According to latest census, there are over 3.3 million Muslims living in the United Kingdom.
According to Muslimcensus.co.uk, half of Muslims in Britain are considered to be living in poverty compared to 18% of the entire country.
The coverage of Muslims and Islam in the United Kingdom is mostly negative, with online media almost hitting 60% and television clips just under the 50% mark, a report by the Muslim Council of Britain’s Centre for Media Monitoring (CfMM) also showed recently.
The research analyzed over 48,000 online articles and 5,500 broadcast clips over a time span from 2018 to 2020. The news agencies Reuters, Associated Press and Agence France-Presse (AFP) were named as the most likely to publish negative articles about Muslims, arguing that they set the framing of Muslims and Islam. These wires are used by many news outlets and broadcast networks, making big waves in media that mostly copy and publish the articles one to one.
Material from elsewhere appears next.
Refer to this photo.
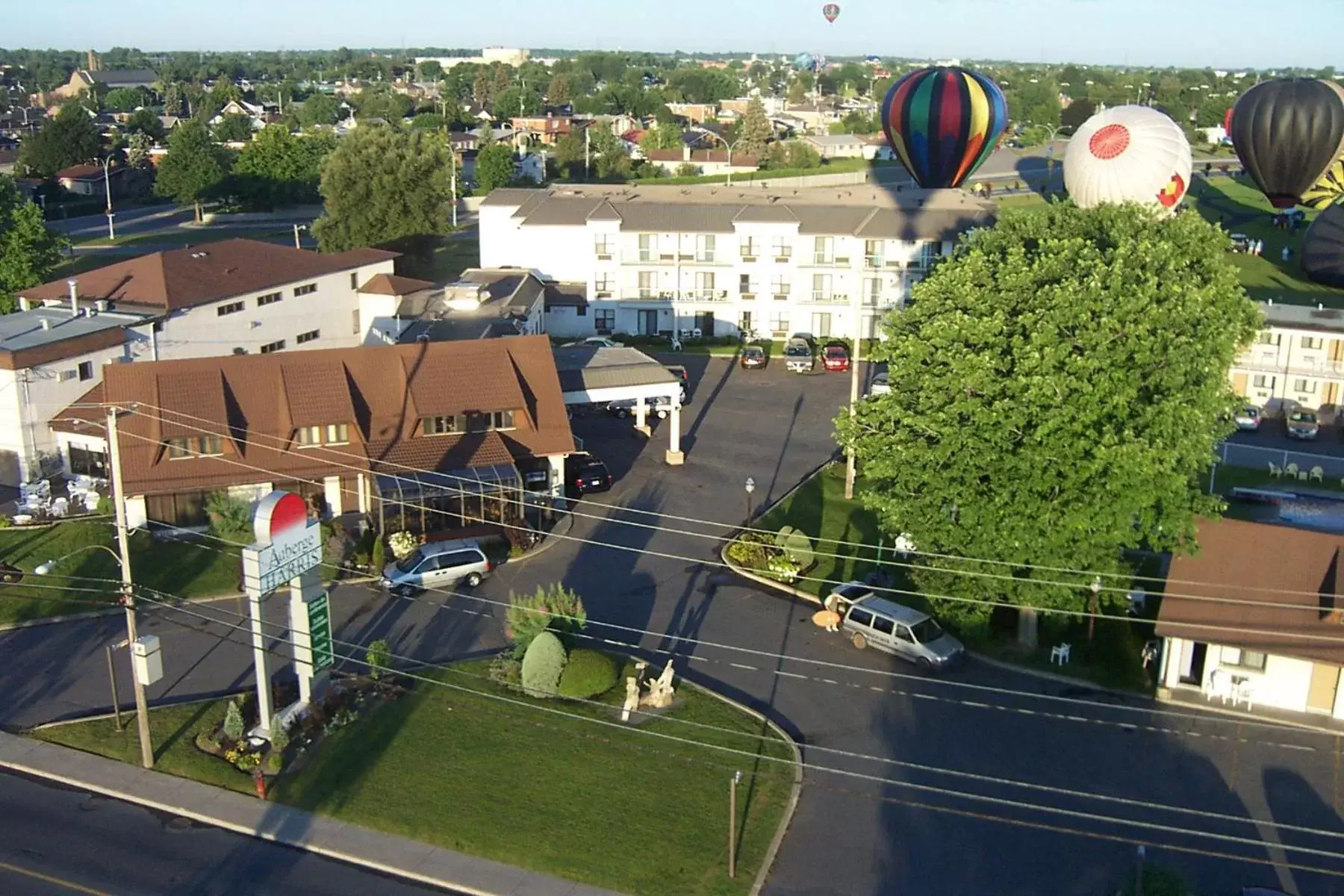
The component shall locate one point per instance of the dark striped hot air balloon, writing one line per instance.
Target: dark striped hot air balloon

Other key findings show that 7% of all articles that were analyzed included one or more generalizations about Muslims, Islam with “the worst offenders being right-leaning or religious outlets,” the report states. The highest percentage of generalizations are made on the topics of terrorism or extremism with 25%, followed by politics with 18%. Closely afterward with 17% comes the topic of the Middle East and religion with 15%.
The 162-page report shows in detail how biased the reporting is – with the U.K. weekly “The Spectator” being the worst in “antagonistic bias” and “supportive bias” towards Muslims and Islam.
Upon the publication of the report editors of The Sunday Times and Daily Mirror voiced their support and called for fairer reporting. Emma Tucker of The Sunday Times said: “I welcome this report – in the full knowledge that it contains criticisms of the press, my own paper included.”